Multi-Folder deployments in AWS S3 Storage using Cloudformation and Ansible

For the starter, this is not something new. We all are familiar with the multi-folder buckets for providing hierarchy and different levels of policies on different folders.

This can avoid the requirement of creating different buckets for different end-users and keep everything a single umbrella for easier management from the admin perspective.

Also, for each new blog from now onwards I will be writing stuff with four main sections, What. Why. How. And………

What – I was facing?

I kind of mentioned What part in the introduction itself. But, let me give a quick recap. So, I have the requirement to create a multi-folder S3 bucket. This sounds easier but the tricky part is I already have invested a lot of effort in building my application using Cloudformation and unfortunately AWS CFN, with all its claim of covering everything related to the AWS configuration, apparently doesn’t support it.

Why – It was tricky?

There are 2 why for this issue. From the end-user perspective, why do they need it? With the different levels of access required on the bucket, I have two options, created another bucket and control access with the policy or create another folder in the same bucket and control access, … yes you guessed it right, with the policies.

From my perspective, why I decided to write this blog and share knowledge with you guys is, AWS Cloudformation doesn’t support creating the new folders on the S3 buckets during bucket creation itself.

How- I did it?

So, if I cannot use Cloudformation, what other options do I have. What I find out is that if somehow create or upload a file to a specific path on the bucket, a new folder will be created with the name of the specified path.

Upload File - 

New file > s3://<bucket-name>/<folder-name>

Let us explore a few of performing above actions,

  • Using the console and building the folders manually by uploading files with the path
  • Using Ansible builtin module for AWS to upload it from the central host

Since I wanted to perform this together with Cloudformation, I opted for option 2 which is using Ansible. In order to perform it as part of my stack, I mounted my bucket using the Cloudformation bash function so my new stack is mounted with the bucket.



      UserData:
        Fn::Base64:
          !Sub |
            #!/bin/bash -xe
            mkdir /mybucketmainfolder/bucket-sub-folder                
            echo s3fs#${<bucket-name>}:/bucket-sub-folder /mybucketmainfolder/bucket-sub-folder  	fuse	_netdev,allow_other,uid=1001,gid=1001,iam_role=${InstanceRole},use_cache=/tmp,url=https://s3.${AWS::Region}.amazonaws.com 0 0 >> /etc/fstab
            mount -a

            

The only reason I mounted my instance first is, I wanted to reuse my existing Ansible playbook for the instance so no point in running a separate Ansible playbook from my machine directly calling S3 buckets on built-in modules.

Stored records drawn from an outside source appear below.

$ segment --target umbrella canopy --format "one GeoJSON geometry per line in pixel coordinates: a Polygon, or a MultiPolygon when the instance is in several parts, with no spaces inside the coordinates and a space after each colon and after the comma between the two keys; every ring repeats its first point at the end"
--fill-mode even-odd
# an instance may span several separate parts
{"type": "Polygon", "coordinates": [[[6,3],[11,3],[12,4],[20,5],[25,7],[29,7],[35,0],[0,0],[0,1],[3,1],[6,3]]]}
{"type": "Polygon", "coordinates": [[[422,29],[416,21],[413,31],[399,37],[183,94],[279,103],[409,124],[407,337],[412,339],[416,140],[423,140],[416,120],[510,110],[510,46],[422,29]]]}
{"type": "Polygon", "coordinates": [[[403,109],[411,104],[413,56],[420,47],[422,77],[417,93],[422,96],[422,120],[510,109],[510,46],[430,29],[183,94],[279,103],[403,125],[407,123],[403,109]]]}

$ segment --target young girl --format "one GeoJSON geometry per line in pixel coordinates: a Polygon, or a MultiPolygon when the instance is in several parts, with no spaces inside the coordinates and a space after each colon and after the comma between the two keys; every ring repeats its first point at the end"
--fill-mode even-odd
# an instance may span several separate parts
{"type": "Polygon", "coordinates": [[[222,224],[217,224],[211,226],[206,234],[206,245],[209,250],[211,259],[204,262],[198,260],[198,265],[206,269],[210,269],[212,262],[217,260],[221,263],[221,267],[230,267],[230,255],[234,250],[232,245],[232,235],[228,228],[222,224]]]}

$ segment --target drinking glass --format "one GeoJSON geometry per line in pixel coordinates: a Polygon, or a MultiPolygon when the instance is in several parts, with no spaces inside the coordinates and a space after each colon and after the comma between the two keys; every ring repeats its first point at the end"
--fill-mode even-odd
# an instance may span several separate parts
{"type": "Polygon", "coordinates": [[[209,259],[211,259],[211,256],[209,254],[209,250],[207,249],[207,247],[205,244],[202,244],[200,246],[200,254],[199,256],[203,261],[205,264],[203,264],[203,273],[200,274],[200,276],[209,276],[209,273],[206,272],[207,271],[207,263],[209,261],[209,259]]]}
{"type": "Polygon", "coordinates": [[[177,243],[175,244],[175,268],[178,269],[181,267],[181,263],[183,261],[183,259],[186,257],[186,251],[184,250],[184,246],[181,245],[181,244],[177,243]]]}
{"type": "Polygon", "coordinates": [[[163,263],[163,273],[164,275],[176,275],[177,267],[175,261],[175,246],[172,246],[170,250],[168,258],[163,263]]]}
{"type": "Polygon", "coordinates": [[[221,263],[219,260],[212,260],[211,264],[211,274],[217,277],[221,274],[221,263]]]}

Instead, I can create a test file inside the EC2 instance with buckets mounted and send a copy from inside the instance to the bucket’s new folder using AWS CLI.

  
    - name: Ansible Creating a welcome file with content for S3 folder
      copy:
        dest: /mybucketmainfolder/bucket-sub-folder/info.txt
        content: |
          Welcome to My Bucket Sub Folder, Customer Use Only

    - name: Simple PUT operation customer folder
      ansible.builtin.shell: aws s3 cp . {{ bucketname }}/bucket-sub-folder  --recursive
      args:
         executable: /bin/bash
         chdir: /mybucketmainfolder/bucket-sub-folder/

And…

Of course it worked, else I won’t be writing about it. Let me know if you tried using Ansible built-in module and if it worked or not.